Les réactions à cela sont tout aussi intéressantes. Il y a les inconditionnels du dénigrement qui jurent que tout cela est du fait de la révolution et qui soutiennent que s’il n’y avait pas eu cette satanée « révolution de gueux » la rage n’aurait jamais atteint la capitale. D’autres qui iront directement mettre en cause le gouvernement de la troïka en l’accusant de tous les maux de la Tunisie en faisant des conclusions peu probables. Les derniers crieront que c’est de la faute des technocrates, de ce gouvernement qui ne fait pas grand-chose mais qui le fait avec le sourire.

Mais tout cela est dans le caractère du Tunisien. Il est adepte du « ce n’est pas moi, c’est les autres ». On se précipite pour chercher le responsable, pour chercher quelqu’un à clouer au pilori à l’image des foules moyenâgeuses qui s’égayaient à la vue de prétendues sorcières brûlées vives. Pendant ce temps là, la rage ou le chômage ou l’endettement de la Tunisie ou l’insécurité etc. prolifèrent. Est-on devenus à ce point, incapables de se mettre autour d’une table et de réfléchir à des solutions, juste pour le bien du pays ? Sommes-nous condamnés à nous détruire les uns les autres en consacrant notre énergie à s’écharper pendant que le danger nous guette tous ?
La rage n’est que symptomatique de cette tendance tunisienne à oublier l’essentiel. On se concentre sur la bataille entre Nébil Karoui et la HAICA et on oublie que l’essentiel, c’est le marché audiovisuel tunisien qui va péricliter ou qui a déjà commencé à le faire. On s’attarde sur les suspicions de falsification des parrainages et on oublie que l’essentiel, ce sont les failles d’une ISIE qui n’a pas les moyens de ses ambitions. On critique les candidatures de Zouari, Zenaïdi et Morjane et on oublie que l’essentiel, c’est que tout le monde puisse tenter sa chance devant les urnes et se soumettre au jugement des Tunisiens.

C’est là justement le rôle du prochain président de la Tunisie. Il doit être un homme capable de mettre tout le monde autour d’une table après les avoir débarrassés de leurs vestes partisanes. Le prochain président doit être le garant du bien de la Tunisie et le protecteur de son intérêt supérieur. Si on met de côté le vocable usé et pathétique de « consensuel » et « indépendant », il est plus judicieux de se poser deux questions : Qu’est ce que cette personne a apporté à la Tunisie et qu’est-elle prête à apporter encore ? C’est bien là l’essentiel. En tant qu’opposant, qu’ancien ministre ou inconnu au bataillon, chacun a apporté quelque chose, alors il est temps d’établir tous les bilans de la manière la plus objective possible. Par la suite, on pourra s’inscrire dans l’avenir parce qu’on aura soldé le passé. On ne l’aura pas oublié, loin de là, mais on se sera réconciliés avec et on pourra avancer.

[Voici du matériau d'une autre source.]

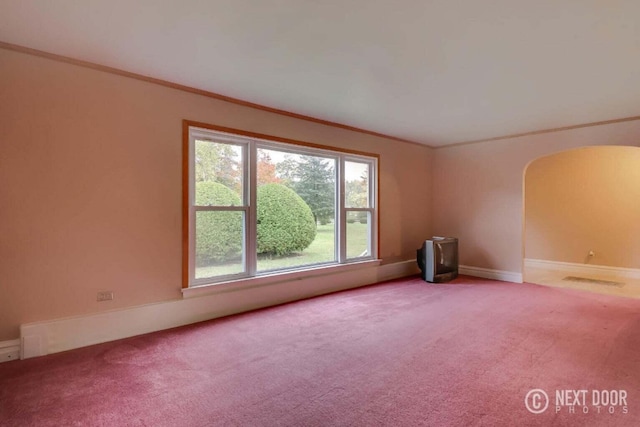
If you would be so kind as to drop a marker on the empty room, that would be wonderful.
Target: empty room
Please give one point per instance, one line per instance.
(302, 213)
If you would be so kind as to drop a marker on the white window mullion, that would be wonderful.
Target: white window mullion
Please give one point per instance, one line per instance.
(341, 226)
(251, 229)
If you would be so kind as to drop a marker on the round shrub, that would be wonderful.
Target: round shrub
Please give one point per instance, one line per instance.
(285, 221)
(218, 234)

Quand la rage nous attaque, que certains ont fait des erreurs ou ont été assez négligents pour qu'on en arrive là, on doit d’abord s’entraider pour faire reculer la rage et sauver nos enfants, on déterminera les responsabilités après. Mais se battre et s’entredéchirer pour déterminer les responsabilités alors que tous les protagonistes sont enragés n’est une solution pour personne. Il en va de même en politique.